State probing new lead that could spur retrial for convicted murderer of teen

Outgoing State Attorney Shai Nitzan says his office has received a legal opinion from Roman Zadorov’s lawyer that he believes is worth examining

Convicted murderer Roman Zadorov in the courtroom of the Supreme Court, Jerusalem, December 23, 2015. (Gili Yohanan/POOL)
Convicted murderer Roman Zadorov in the courtroom of the Supreme Court, Jerusalem, December 23, 2015. (Gili Yohanan/POOL)

Outgoing State Attorney Shai Nitzan acknowledged Wednesday that his office has received new evidence that could lead to the opening of a retrial for a man who has been in prison for nearly a decade over the murder of a teenage girl.

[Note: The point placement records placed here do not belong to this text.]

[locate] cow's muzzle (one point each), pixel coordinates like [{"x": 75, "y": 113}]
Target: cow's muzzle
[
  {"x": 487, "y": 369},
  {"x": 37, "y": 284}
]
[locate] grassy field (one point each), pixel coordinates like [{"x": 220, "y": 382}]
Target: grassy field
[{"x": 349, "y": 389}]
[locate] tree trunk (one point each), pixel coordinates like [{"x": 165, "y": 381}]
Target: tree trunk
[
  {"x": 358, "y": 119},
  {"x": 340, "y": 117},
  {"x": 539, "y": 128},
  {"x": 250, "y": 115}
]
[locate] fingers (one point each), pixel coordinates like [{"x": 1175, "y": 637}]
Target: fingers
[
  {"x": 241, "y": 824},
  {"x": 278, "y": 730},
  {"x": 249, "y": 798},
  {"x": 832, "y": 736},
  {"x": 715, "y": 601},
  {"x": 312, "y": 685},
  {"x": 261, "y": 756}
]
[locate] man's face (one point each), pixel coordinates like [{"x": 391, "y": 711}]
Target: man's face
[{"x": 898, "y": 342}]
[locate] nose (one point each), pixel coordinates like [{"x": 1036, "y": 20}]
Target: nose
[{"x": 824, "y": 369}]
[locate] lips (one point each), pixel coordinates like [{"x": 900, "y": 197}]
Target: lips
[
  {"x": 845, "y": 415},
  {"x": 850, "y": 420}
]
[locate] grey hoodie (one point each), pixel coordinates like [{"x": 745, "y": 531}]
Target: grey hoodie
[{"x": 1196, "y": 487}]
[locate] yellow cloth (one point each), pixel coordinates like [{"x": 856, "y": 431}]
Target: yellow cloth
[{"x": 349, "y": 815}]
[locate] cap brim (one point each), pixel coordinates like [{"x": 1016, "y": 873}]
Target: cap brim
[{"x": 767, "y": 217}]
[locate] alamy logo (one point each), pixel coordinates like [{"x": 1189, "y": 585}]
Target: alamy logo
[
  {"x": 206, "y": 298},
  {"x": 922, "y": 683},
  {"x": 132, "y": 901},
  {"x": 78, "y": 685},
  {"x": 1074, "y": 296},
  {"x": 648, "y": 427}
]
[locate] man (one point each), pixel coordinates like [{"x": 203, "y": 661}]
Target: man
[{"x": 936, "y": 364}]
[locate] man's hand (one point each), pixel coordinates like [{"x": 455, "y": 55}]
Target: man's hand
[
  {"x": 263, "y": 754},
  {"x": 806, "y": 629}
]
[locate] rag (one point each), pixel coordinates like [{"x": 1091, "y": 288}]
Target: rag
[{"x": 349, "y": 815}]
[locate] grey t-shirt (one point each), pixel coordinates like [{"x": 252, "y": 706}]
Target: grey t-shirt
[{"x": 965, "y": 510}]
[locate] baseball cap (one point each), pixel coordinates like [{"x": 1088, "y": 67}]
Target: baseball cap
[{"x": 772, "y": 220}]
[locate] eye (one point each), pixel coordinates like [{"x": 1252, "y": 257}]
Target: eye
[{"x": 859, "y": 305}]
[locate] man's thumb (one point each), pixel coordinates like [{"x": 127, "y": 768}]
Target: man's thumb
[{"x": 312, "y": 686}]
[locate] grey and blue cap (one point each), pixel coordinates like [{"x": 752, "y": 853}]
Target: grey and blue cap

In October, Attorney Yoram Halevi filed an official retrial request to the Supreme Court on behalf of Roman Zadorov, a Ukrainian-Israeli handyman serving a life sentence for the brutal 2006 murder of 13-year-old Tair Rada.

Halevi claimed there is fresh evidence proving someone else carried out the murder.

In an interview with the Kan public broadcaster, Nitzan declined to comment on the details of the case but said that his office had received a legal opinion from Zadorov’s defense team, which “comes from a completely different direction and we have to examine it thoroughly.”

State Attorney Shai Nitzan speaks at the Makor Rishon Conference at the International Convention Center in Jerusalem, December 8, 2019. (Hadas Parush/Flash90)

Rada was found dead in a bathroom stall in her Katzrin school in the Golan Heights, with slashes to her neck, stab wounds across her body and severe blows to her head.

Zadorov’s lawyers, along with thousands of vocal members of the public, insist that Zadorov was framed for an act he didn’t commit and that the real murderer was a woman whose name is gagged by a court order and who suffers from mental illness.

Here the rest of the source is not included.